Amadou & Mariam : C'est complètement différent. Il y a beaucoup d'artistes et donc beaucoup de gens qui viennent écouter. Pour un festival le public est davantage mélangé, tout le monde peut venir, c'est beaucoup plus festif, tant pis si les gens ne viennent pas spécialement pour nous, on chante, on danse, on partage, on est ensemble.

Vous êtes devenus de vrais globe-trotters, vos voyages nourrissent-ils votre musique ?
Oui bien sûr, tous les voyages que l'on entreprend nous nourrissent car ils nous permettent de rencontrer d'autres publics et aussi d'autres musiciens. Nous sommes très attentifs aux musiques que nous entendons au cours de nos déplacements. Aujourd'hui tous les styles peuvent s'apporter de bonnes choses les uns aux autres et justement nous aimons bien les mélanges.

Nous sommes ouverts à toutes sortes de propositions mais nous ne pouvons pas travailler avec tout le monde

Un nouvel album est-il en prévision ?
Oui, nous avons déjà fait la maquette d'un nouvel album mais nous ne savons pas encore où nous allons l'enregistrer, peut-être à Paris, mais pas seulement car nos albums sont rarement enregistrés dans un seul et même endroit. Cela dépend aussi des musiciens que l'on va inviter à venir jouer.

Vous avez en effet pris l'habitude d'inviter beaucoup de monde sur vos albums…
Nous sommes ouverts à toutes sortes de propositions mais nous ne pouvons pas travailler avec tout le monde, quand bien même on le veuille ! Pour nos propres albums, c'est nous qui choisissons ! Nous avons déjà joué avec beaucoup de monde et partagé beaucoup de scènes à l'occasion, justement, de festivals. Nous avons aussi souvent enregistré avec d'autres artistes, parfois pour un seul morceau, parfois un peu plus. Nous aimons ça !
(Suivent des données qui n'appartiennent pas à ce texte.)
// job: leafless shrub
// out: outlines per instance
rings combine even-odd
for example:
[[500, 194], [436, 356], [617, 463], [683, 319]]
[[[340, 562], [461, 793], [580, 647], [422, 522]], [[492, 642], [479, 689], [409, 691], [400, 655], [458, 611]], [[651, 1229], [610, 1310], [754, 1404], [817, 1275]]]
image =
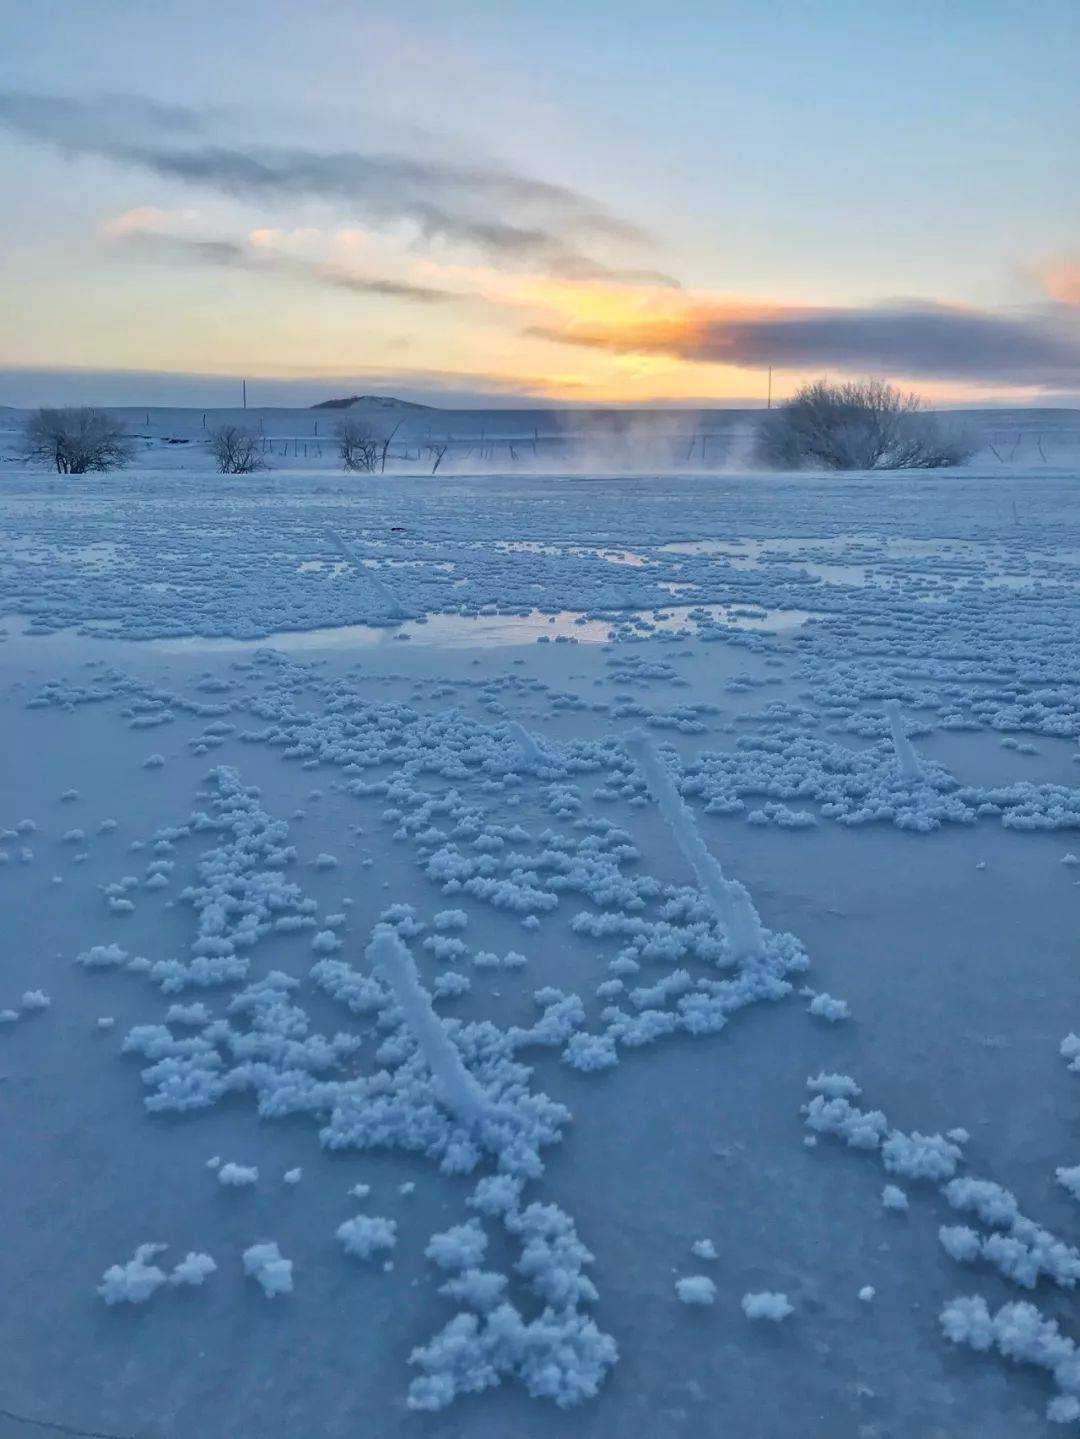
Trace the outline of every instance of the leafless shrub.
[[256, 470], [266, 469], [258, 436], [239, 425], [222, 425], [220, 429], [211, 430], [206, 448], [223, 475], [253, 475]]
[[[362, 420], [342, 420], [334, 431], [337, 436], [338, 454], [347, 470], [370, 475], [379, 466], [380, 459], [386, 466], [386, 453], [370, 425]], [[389, 441], [386, 442], [389, 445]]]
[[100, 410], [35, 410], [23, 426], [22, 455], [61, 475], [117, 470], [134, 457], [126, 427]]
[[960, 465], [977, 444], [922, 410], [918, 396], [884, 380], [815, 380], [764, 419], [757, 458], [769, 469], [936, 470]]

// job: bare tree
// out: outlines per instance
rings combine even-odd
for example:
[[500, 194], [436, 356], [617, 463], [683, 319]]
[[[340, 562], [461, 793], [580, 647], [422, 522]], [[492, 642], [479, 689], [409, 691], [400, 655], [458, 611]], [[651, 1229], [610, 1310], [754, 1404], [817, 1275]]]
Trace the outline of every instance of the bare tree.
[[432, 457], [432, 458], [434, 459], [434, 461], [435, 461], [435, 463], [434, 463], [434, 464], [432, 465], [432, 467], [431, 467], [431, 473], [432, 473], [432, 474], [434, 474], [435, 471], [436, 471], [436, 470], [439, 468], [439, 466], [442, 464], [442, 462], [443, 462], [443, 456], [446, 454], [446, 452], [447, 452], [447, 450], [448, 450], [449, 448], [450, 448], [450, 442], [449, 442], [449, 440], [435, 440], [433, 443], [428, 444], [428, 445], [425, 446], [425, 449], [427, 450], [428, 454], [431, 455], [431, 457]]
[[253, 475], [256, 470], [266, 469], [258, 436], [239, 425], [221, 425], [211, 430], [206, 448], [223, 475]]
[[387, 435], [386, 439], [383, 440], [383, 442], [382, 442], [382, 452], [381, 452], [381, 460], [380, 460], [380, 464], [379, 464], [379, 469], [380, 469], [380, 471], [381, 471], [384, 475], [386, 474], [386, 456], [387, 456], [387, 454], [388, 454], [389, 451], [390, 451], [390, 442], [391, 442], [391, 440], [394, 438], [394, 436], [397, 434], [398, 430], [400, 430], [400, 429], [401, 429], [401, 421], [398, 420], [397, 424], [394, 426], [394, 428], [393, 428], [393, 429], [390, 431], [390, 433]]
[[[334, 434], [341, 463], [347, 470], [370, 475], [378, 469], [380, 459], [383, 468], [386, 468], [386, 449], [370, 425], [365, 425], [362, 420], [342, 420]], [[386, 448], [389, 444], [387, 440]]]
[[22, 455], [61, 475], [117, 470], [134, 458], [126, 426], [101, 410], [35, 410], [23, 426]]
[[963, 464], [977, 444], [884, 380], [815, 380], [765, 417], [756, 449], [776, 470], [934, 470]]

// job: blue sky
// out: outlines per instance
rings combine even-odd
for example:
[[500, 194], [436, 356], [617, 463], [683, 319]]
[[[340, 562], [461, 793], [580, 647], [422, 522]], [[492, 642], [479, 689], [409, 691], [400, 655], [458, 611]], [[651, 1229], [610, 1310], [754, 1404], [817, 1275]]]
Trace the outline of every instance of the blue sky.
[[1075, 0], [0, 25], [0, 403], [85, 396], [70, 370], [735, 403], [770, 362], [1080, 393]]

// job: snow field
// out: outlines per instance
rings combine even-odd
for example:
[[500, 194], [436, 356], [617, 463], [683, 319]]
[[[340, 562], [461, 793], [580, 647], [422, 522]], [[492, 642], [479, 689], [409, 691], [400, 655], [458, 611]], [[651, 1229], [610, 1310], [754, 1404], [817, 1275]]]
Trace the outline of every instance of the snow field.
[[[406, 1432], [408, 1411], [458, 1404], [463, 1434], [487, 1415], [530, 1439], [589, 1422], [574, 1417], [586, 1402], [624, 1422], [616, 1364], [647, 1387], [652, 1414], [666, 1412], [664, 1372], [679, 1373], [744, 1432], [755, 1415], [763, 1436], [783, 1432], [768, 1427], [771, 1401], [755, 1411], [748, 1397], [771, 1364], [788, 1420], [810, 1433], [825, 1382], [814, 1346], [833, 1352], [846, 1305], [862, 1313], [849, 1341], [860, 1375], [914, 1439], [919, 1384], [901, 1394], [890, 1375], [929, 1385], [951, 1353], [934, 1324], [895, 1322], [918, 1286], [947, 1340], [1015, 1361], [1002, 1369], [1007, 1412], [975, 1369], [946, 1371], [970, 1420], [958, 1434], [1004, 1436], [995, 1425], [1046, 1404], [1072, 1422], [1074, 1339], [1052, 1306], [1080, 1276], [1062, 1217], [1080, 1193], [1075, 1126], [1061, 1133], [1042, 1113], [1016, 1153], [988, 1137], [1003, 1134], [1010, 1093], [1035, 1113], [1060, 1086], [1064, 1113], [1080, 1065], [1080, 1041], [1063, 1039], [1077, 1027], [1076, 889], [1058, 833], [1080, 828], [1080, 517], [1054, 480], [1024, 489], [1019, 524], [1002, 482], [983, 495], [966, 479], [918, 483], [915, 509], [890, 481], [778, 486], [768, 503], [748, 485], [705, 496], [679, 481], [639, 509], [623, 483], [598, 482], [588, 505], [556, 486], [545, 511], [493, 482], [478, 519], [462, 482], [380, 489], [359, 513], [340, 487], [283, 480], [222, 495], [130, 477], [92, 501], [5, 481], [0, 505], [31, 544], [0, 580], [5, 607], [37, 633], [9, 622], [0, 645], [17, 682], [3, 720], [52, 756], [40, 783], [17, 777], [0, 816], [18, 1142], [28, 1183], [48, 1184], [64, 1157], [55, 1134], [33, 1132], [17, 1085], [46, 1078], [74, 1116], [93, 1074], [105, 1085], [87, 1101], [100, 1105], [94, 1143], [151, 1144], [166, 1166], [152, 1171], [161, 1194], [111, 1195], [123, 1233], [96, 1211], [69, 1217], [93, 1261], [84, 1288], [138, 1306], [153, 1346], [188, 1322], [182, 1298], [213, 1325], [245, 1292], [259, 1305], [289, 1296], [265, 1306], [280, 1332], [300, 1322], [290, 1307], [318, 1332], [308, 1306], [351, 1286], [381, 1316], [356, 1342], [387, 1433]], [[392, 537], [408, 503], [411, 531]], [[687, 525], [747, 543], [669, 548]], [[977, 529], [981, 558], [951, 538]], [[356, 564], [331, 546], [345, 569], [299, 571], [292, 561], [317, 561], [330, 532]], [[545, 548], [508, 553], [507, 533]], [[615, 537], [645, 563], [603, 558]], [[106, 538], [107, 561], [79, 558]], [[167, 571], [162, 554], [179, 557]], [[819, 573], [856, 563], [858, 582]], [[695, 590], [670, 624], [668, 584]], [[416, 643], [424, 620], [480, 626], [485, 608], [515, 619], [526, 604], [588, 615], [613, 638], [453, 659]], [[818, 618], [749, 629], [690, 617], [698, 605]], [[385, 623], [403, 613], [407, 657]], [[374, 664], [257, 643], [286, 622], [387, 638]], [[573, 638], [573, 620], [552, 629]], [[232, 648], [201, 648], [200, 634]], [[153, 764], [148, 737], [130, 733], [146, 728]], [[74, 737], [94, 763], [60, 758]], [[967, 886], [955, 912], [938, 872]], [[985, 969], [999, 936], [1023, 965]], [[925, 1050], [916, 1013], [932, 1017]], [[994, 1046], [1013, 1047], [1012, 1090]], [[791, 1129], [807, 1073], [810, 1148]], [[732, 1126], [723, 1142], [705, 1114]], [[666, 1142], [720, 1168], [660, 1175], [650, 1146]], [[866, 1159], [860, 1187], [847, 1176]], [[215, 1207], [192, 1230], [164, 1191], [196, 1171], [205, 1194], [192, 1202]], [[616, 1179], [632, 1207], [618, 1207], [630, 1199]], [[744, 1262], [773, 1202], [757, 1226], [769, 1242]], [[857, 1225], [827, 1218], [809, 1245], [808, 1213], [831, 1205], [861, 1205], [895, 1252], [863, 1252]], [[158, 1244], [136, 1248], [145, 1234], [187, 1258], [170, 1268]], [[825, 1236], [834, 1252], [815, 1259]], [[25, 1239], [41, 1242], [32, 1224]], [[957, 1265], [984, 1295], [956, 1298]], [[199, 1295], [170, 1299], [185, 1286]], [[78, 1285], [56, 1288], [50, 1302], [73, 1313]], [[682, 1319], [692, 1332], [653, 1367], [627, 1305], [642, 1327]], [[85, 1351], [67, 1324], [71, 1353]], [[793, 1346], [782, 1368], [773, 1332]], [[696, 1347], [718, 1339], [740, 1356], [726, 1387]], [[40, 1362], [40, 1338], [20, 1344]], [[73, 1384], [89, 1392], [77, 1363]], [[127, 1394], [130, 1428], [145, 1396]], [[839, 1382], [829, 1394], [830, 1435], [854, 1439], [858, 1397]], [[229, 1422], [200, 1417], [212, 1439]], [[264, 1429], [278, 1439], [275, 1422]]]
Vous avez participé à un nombre impressionnant de projets et vous êtes très fréquemment sollicités : n'êtes-vous jamais fatigués ?
(Rires) On essaie de se donner tous les jours du courage et la volonté pour pouvoir assumer notre chance, car c'est une chance dans la vie d'être autant demandés pour jouer partout dans le monde ou d'être sollicités comme ambassadeurs de grandes causes. Tout cela nous donne de la force car lorsque nous donnons beaucoup nous recevons également beaucoup.

Vous reposer ou vous ressourcer passe automatiquement par un séjour à Bamako ?
Oui, bien sûr, c'est important de revenir régulièrement chez nous, mais ce n'est pas forcément pour nous reposer car nous avons toujours beaucoup de choses à faire à Bamako ! Nous sommes par exemple très impliqués dans la fédération des artistes du Mali. Et puis il y a la famille…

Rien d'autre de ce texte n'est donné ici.